Sunday, February 25th, 2024

An invincible determination can accomplish almost anything and in this lies the great distinction between great men and little men.

— Thomas Fuller

  • new column(s) needed
    • base RID
  • new RID allocation strategy
    • All tail records across page ranges share the same pool of tail RIDs. Tail records have unique RIDs for ease of storage.
    • Page directory is responsible for allocating new RIDs in a thread-safe way.
  • page directory rewrite
    • keep track of tail PageIds that a page range possesses.
    • Page directory stores tail page indices for all page ranges.
    • Page directory (and page range) should not be the one reading and writing tail records.

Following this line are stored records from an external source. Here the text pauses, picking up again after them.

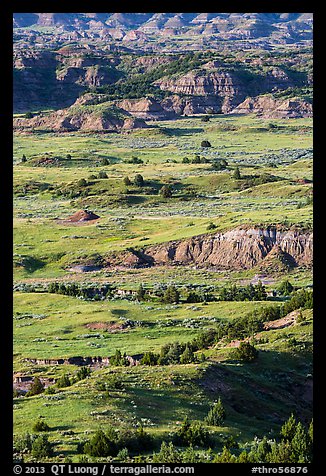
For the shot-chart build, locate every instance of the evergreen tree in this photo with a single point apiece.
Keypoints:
(171, 295)
(167, 454)
(140, 293)
(289, 428)
(36, 387)
(246, 352)
(139, 180)
(301, 445)
(127, 181)
(285, 288)
(63, 381)
(40, 425)
(261, 294)
(236, 173)
(187, 357)
(149, 358)
(166, 191)
(205, 143)
(216, 414)
(42, 448)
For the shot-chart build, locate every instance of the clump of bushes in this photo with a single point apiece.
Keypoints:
(246, 352)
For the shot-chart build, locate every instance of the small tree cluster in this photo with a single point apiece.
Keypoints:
(216, 414)
(171, 295)
(119, 360)
(246, 352)
(36, 388)
(166, 191)
(192, 433)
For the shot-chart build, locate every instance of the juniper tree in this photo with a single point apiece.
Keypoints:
(216, 414)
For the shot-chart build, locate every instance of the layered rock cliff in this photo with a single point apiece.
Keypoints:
(241, 248)
(70, 119)
(269, 107)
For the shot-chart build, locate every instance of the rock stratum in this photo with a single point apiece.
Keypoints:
(270, 249)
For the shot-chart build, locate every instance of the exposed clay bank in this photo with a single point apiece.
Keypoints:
(241, 248)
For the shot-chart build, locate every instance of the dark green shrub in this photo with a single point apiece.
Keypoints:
(101, 444)
(36, 388)
(246, 352)
(40, 425)
(42, 448)
(205, 143)
(63, 381)
(216, 414)
(166, 191)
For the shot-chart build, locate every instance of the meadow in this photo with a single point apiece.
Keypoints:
(274, 158)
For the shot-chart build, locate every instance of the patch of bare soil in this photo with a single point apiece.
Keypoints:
(107, 326)
(80, 218)
(285, 321)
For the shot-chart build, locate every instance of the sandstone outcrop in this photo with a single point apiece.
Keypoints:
(72, 119)
(269, 107)
(225, 85)
(241, 248)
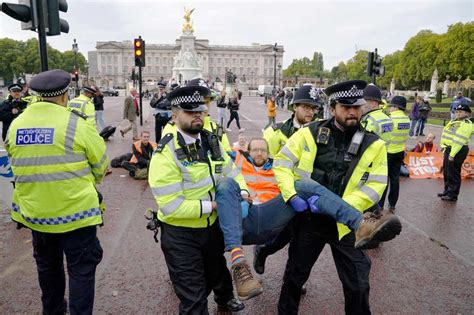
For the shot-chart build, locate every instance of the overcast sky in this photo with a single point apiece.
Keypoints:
(335, 28)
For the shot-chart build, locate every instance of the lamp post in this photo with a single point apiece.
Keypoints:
(275, 49)
(75, 49)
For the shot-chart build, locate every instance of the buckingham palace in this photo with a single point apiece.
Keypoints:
(112, 62)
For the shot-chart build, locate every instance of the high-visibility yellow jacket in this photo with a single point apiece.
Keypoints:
(261, 182)
(278, 135)
(57, 159)
(84, 104)
(377, 122)
(295, 161)
(209, 125)
(401, 127)
(180, 186)
(456, 134)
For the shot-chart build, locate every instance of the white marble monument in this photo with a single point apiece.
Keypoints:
(187, 64)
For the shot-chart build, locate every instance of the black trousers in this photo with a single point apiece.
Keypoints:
(452, 171)
(353, 268)
(160, 123)
(197, 266)
(234, 115)
(83, 254)
(394, 162)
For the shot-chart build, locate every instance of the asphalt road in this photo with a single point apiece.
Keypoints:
(428, 269)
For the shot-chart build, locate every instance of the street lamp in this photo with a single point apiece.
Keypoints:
(275, 49)
(75, 49)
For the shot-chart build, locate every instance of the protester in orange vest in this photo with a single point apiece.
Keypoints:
(426, 147)
(266, 214)
(142, 150)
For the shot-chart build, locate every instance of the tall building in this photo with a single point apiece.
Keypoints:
(113, 62)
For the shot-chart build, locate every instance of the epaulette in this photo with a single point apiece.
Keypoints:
(78, 113)
(162, 143)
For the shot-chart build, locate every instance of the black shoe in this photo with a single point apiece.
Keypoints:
(233, 305)
(259, 260)
(449, 198)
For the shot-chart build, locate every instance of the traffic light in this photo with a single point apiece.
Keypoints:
(55, 25)
(21, 12)
(139, 48)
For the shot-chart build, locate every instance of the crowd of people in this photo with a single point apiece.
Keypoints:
(306, 182)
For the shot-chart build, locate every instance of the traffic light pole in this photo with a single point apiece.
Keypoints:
(140, 94)
(42, 37)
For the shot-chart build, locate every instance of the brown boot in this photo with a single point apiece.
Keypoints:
(246, 285)
(376, 228)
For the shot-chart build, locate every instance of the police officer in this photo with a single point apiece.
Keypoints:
(454, 141)
(396, 149)
(374, 119)
(84, 103)
(11, 107)
(350, 162)
(162, 110)
(57, 161)
(191, 177)
(305, 103)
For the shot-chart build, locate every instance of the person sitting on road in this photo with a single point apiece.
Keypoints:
(427, 146)
(142, 150)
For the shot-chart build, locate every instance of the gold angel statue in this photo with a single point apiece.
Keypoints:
(187, 26)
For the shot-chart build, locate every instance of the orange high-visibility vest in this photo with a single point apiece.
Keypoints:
(261, 183)
(138, 147)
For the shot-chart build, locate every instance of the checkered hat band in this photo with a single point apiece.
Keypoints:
(347, 94)
(55, 93)
(192, 99)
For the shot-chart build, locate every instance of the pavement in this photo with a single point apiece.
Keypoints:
(428, 269)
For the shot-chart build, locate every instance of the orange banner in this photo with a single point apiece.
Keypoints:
(430, 165)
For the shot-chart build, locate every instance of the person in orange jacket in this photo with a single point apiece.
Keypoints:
(142, 150)
(271, 107)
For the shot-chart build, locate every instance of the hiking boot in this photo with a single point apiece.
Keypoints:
(259, 259)
(375, 228)
(246, 285)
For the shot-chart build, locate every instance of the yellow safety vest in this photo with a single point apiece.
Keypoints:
(179, 186)
(57, 159)
(401, 128)
(295, 161)
(84, 104)
(456, 134)
(377, 122)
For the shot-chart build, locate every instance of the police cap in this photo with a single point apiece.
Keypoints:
(349, 93)
(90, 89)
(399, 101)
(51, 83)
(308, 94)
(200, 82)
(372, 93)
(15, 87)
(189, 98)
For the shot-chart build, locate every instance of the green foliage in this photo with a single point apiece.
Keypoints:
(19, 57)
(439, 96)
(306, 67)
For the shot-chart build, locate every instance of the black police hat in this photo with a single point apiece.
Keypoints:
(349, 93)
(199, 82)
(51, 83)
(90, 89)
(373, 93)
(189, 98)
(464, 105)
(308, 94)
(15, 87)
(399, 101)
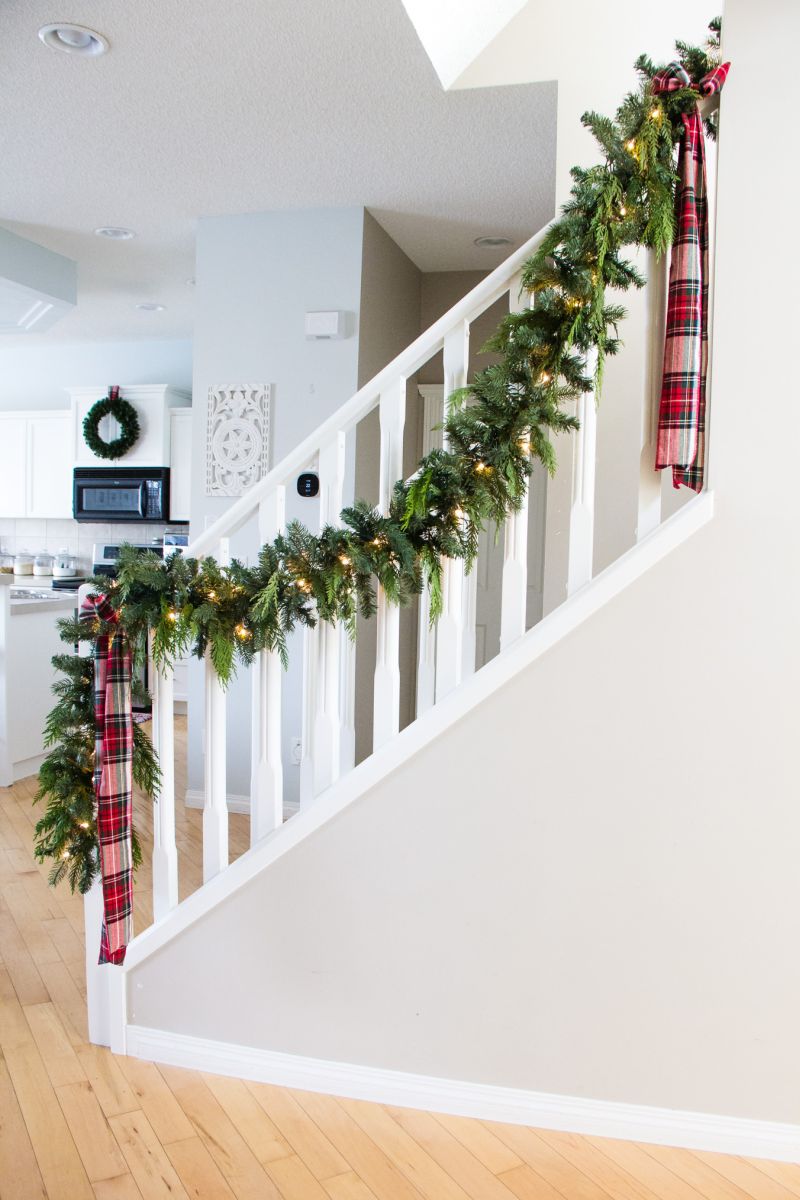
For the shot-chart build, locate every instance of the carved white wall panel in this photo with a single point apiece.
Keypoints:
(238, 447)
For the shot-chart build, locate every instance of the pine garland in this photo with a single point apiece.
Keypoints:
(494, 430)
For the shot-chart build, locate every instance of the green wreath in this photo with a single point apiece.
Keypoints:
(124, 413)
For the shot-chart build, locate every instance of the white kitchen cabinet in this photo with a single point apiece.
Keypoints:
(13, 465)
(49, 466)
(35, 465)
(180, 463)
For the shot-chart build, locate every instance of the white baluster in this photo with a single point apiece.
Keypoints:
(649, 513)
(515, 553)
(582, 514)
(426, 666)
(326, 736)
(215, 808)
(266, 765)
(386, 691)
(451, 627)
(164, 851)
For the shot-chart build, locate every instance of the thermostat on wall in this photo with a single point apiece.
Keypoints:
(307, 484)
(325, 324)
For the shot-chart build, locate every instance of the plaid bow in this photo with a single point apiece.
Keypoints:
(113, 780)
(681, 408)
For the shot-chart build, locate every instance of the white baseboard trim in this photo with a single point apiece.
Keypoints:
(570, 1114)
(194, 798)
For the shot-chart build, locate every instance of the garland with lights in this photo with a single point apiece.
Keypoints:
(127, 418)
(494, 430)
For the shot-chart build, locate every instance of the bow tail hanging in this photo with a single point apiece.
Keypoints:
(113, 781)
(681, 408)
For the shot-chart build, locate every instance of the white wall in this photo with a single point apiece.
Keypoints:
(257, 275)
(608, 905)
(37, 376)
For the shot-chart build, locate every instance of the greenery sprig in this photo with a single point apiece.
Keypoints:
(495, 429)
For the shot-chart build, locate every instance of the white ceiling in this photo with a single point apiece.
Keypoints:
(236, 106)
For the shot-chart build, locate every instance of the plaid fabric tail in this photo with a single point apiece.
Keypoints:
(113, 783)
(681, 409)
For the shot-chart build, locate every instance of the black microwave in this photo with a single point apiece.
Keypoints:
(120, 493)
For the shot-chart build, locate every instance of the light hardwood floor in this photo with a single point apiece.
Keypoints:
(77, 1122)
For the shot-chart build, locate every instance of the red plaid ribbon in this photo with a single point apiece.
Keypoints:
(681, 408)
(113, 780)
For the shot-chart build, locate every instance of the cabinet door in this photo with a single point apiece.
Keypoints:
(180, 463)
(49, 466)
(13, 431)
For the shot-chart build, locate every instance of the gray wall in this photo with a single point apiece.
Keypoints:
(607, 904)
(257, 275)
(390, 321)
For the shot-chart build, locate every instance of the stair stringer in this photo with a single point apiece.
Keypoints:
(411, 741)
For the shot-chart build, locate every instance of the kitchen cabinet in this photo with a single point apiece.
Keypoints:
(35, 465)
(49, 466)
(180, 463)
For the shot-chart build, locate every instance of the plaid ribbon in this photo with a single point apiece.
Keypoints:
(681, 408)
(113, 780)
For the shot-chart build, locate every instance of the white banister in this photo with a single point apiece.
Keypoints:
(450, 630)
(649, 507)
(388, 676)
(215, 807)
(164, 850)
(266, 763)
(515, 550)
(426, 663)
(325, 640)
(582, 513)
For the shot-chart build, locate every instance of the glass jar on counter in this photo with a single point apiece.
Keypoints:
(43, 565)
(23, 563)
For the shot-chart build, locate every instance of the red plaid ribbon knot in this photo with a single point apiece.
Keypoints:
(113, 779)
(681, 408)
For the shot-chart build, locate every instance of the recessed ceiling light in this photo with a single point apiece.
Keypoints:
(73, 39)
(491, 241)
(116, 233)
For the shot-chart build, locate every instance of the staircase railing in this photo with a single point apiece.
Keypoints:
(445, 655)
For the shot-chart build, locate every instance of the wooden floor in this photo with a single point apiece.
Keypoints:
(77, 1122)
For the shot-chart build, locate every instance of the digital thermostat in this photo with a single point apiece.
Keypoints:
(325, 324)
(307, 484)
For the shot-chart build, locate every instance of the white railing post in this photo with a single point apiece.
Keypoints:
(325, 640)
(426, 663)
(515, 553)
(386, 689)
(649, 510)
(215, 808)
(98, 1002)
(164, 851)
(582, 511)
(266, 762)
(451, 627)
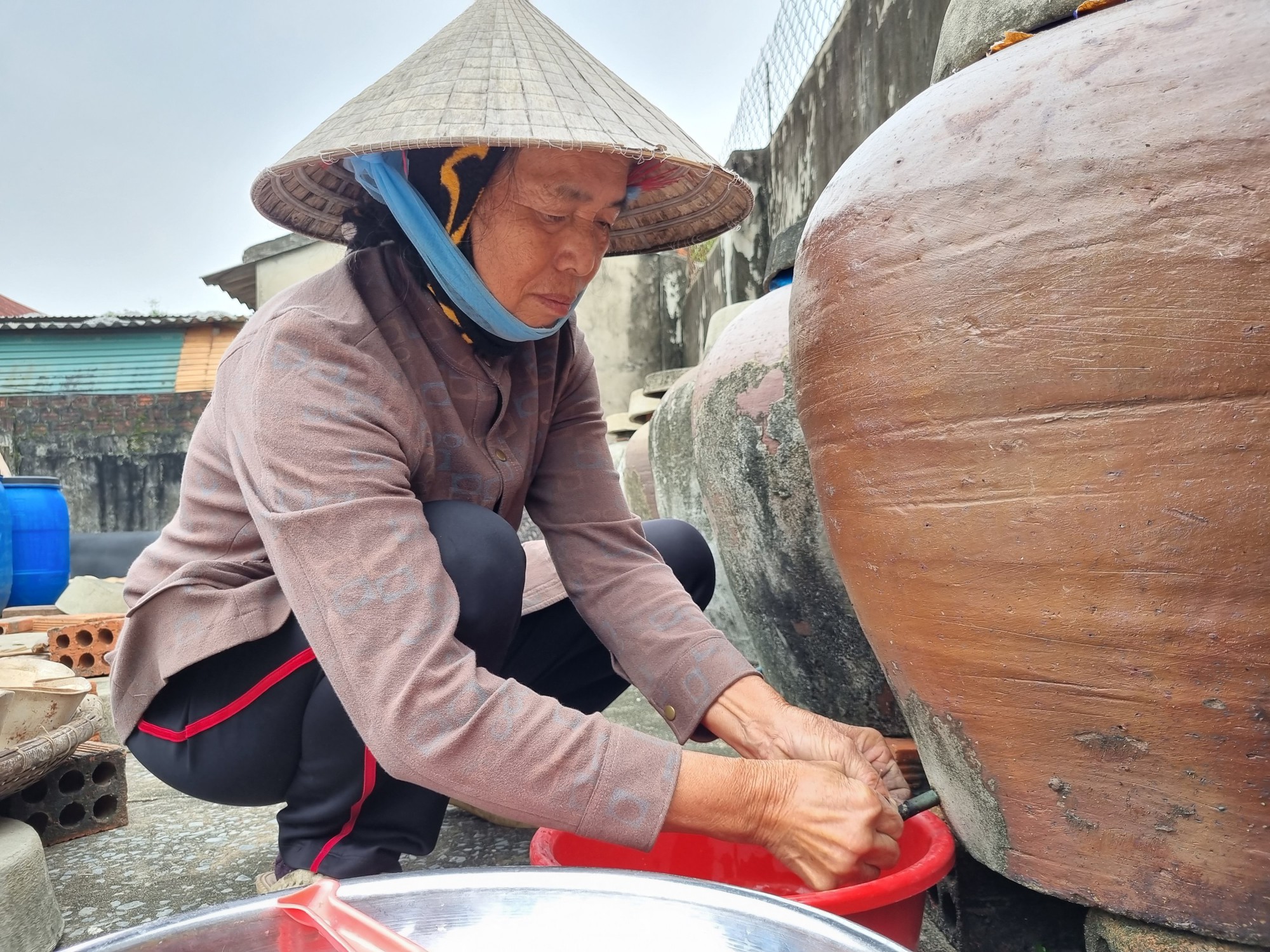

From now on, page directory and page range will only be responsible for getting PageIds of a base/tail record, allocating base/tail record ID, and updating tail page index.
    • keep track of unmerged tail pages
  • A PageRange
    • keeps track of tail page IDs for each column
  • also need to insert backup tail records
  • merge
    • how tf does merging work?
  • checkpoint
    • ensure that all committed transactions (up to the latest point in WAL at the time of checkpointing) are written to disk
    • bufferpool need to write all currently dirty buffers to disk.
  • parse WAL
    • each transaction is:
      • start time: 8 bytes
      • number of queries: 8 bytes
      • each query is:
        • 1 byte query type marker (enum)
        • table name: string length + string
        • insert
          • 2 bytes for number of columns
          • ints for column values
        • update
          • 2 bytes for number of columns
          • ceil((number of columns + 7) // 8) bytes for schema encoding
          • ints for column values
        • delete
          • table name: string length + string
          • key